But there’s no doubt who the star attraction is at the 2024 finals. Luke Littler is still at school, and even though he might look more like a bricklayer with a mortgage than a sporting wunderkind, every early sign points to someone with world-class technique and a temperament to match.
Littler, nicknamed ‘The Nuke', has quickly become the most talked-about name in the sport and is in the final having beaten former champion Rob Cross on January 2nd.
Tom Dulat/Getty Images
He’s already beaten Christian Kist, Andrew Gilding, Matt Campbell, Brendan Dolan and the legendary Raymond van Barneveld. He will now play in the final on Wednesday evening where he will face Luke Humphries, the new world number one who won his semi-final 6-0.

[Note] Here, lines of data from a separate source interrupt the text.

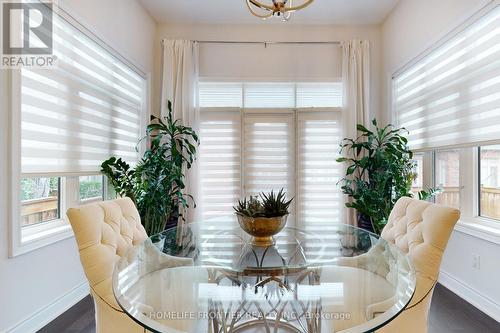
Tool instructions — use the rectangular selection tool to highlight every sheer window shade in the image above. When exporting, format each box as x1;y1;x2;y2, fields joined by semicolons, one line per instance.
198;109;241;220
199;82;342;226
20;19;146;176
393;7;500;149
199;82;343;108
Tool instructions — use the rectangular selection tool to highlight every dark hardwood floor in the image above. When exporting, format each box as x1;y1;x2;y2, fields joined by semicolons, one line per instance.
38;285;500;333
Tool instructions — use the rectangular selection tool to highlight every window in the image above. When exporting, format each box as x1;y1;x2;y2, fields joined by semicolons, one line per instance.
479;146;500;220
392;2;500;233
11;11;147;255
393;7;500;149
434;150;460;208
198;82;342;225
411;153;424;195
21;177;61;226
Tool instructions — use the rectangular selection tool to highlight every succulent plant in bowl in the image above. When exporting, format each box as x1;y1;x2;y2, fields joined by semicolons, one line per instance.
233;189;293;247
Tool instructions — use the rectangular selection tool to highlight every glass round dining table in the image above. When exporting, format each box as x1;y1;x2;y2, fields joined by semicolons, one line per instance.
113;220;416;333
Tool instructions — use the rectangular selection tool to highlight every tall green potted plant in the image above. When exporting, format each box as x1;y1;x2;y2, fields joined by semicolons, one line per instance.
337;119;439;233
101;101;199;235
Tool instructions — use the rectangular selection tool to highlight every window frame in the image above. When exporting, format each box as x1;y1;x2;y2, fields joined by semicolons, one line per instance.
5;6;152;258
200;107;344;227
385;0;500;240
406;146;500;244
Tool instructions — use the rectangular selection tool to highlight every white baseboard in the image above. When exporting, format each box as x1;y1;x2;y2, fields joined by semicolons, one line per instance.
438;271;500;322
6;282;89;333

We should be wary of heaping too much praise and too much pressure on someone so young, but it’s only natural that we should get excited when generational talents emerge in such a blaze of early promise.
He’ll have the nation cheering him on for the rest of the tournament, but regardless of whether he goes on to win it or not, he’s given even more momentum to a sport that grows in popularity every year, bringing more eyes to the game and reminding fans like us why we love the game.
Greatness is always just 7ft 9 1/4in away in darts. For us mere mortals it’s an insurmountable distance, but for Littler, it’s right there at his fingertips.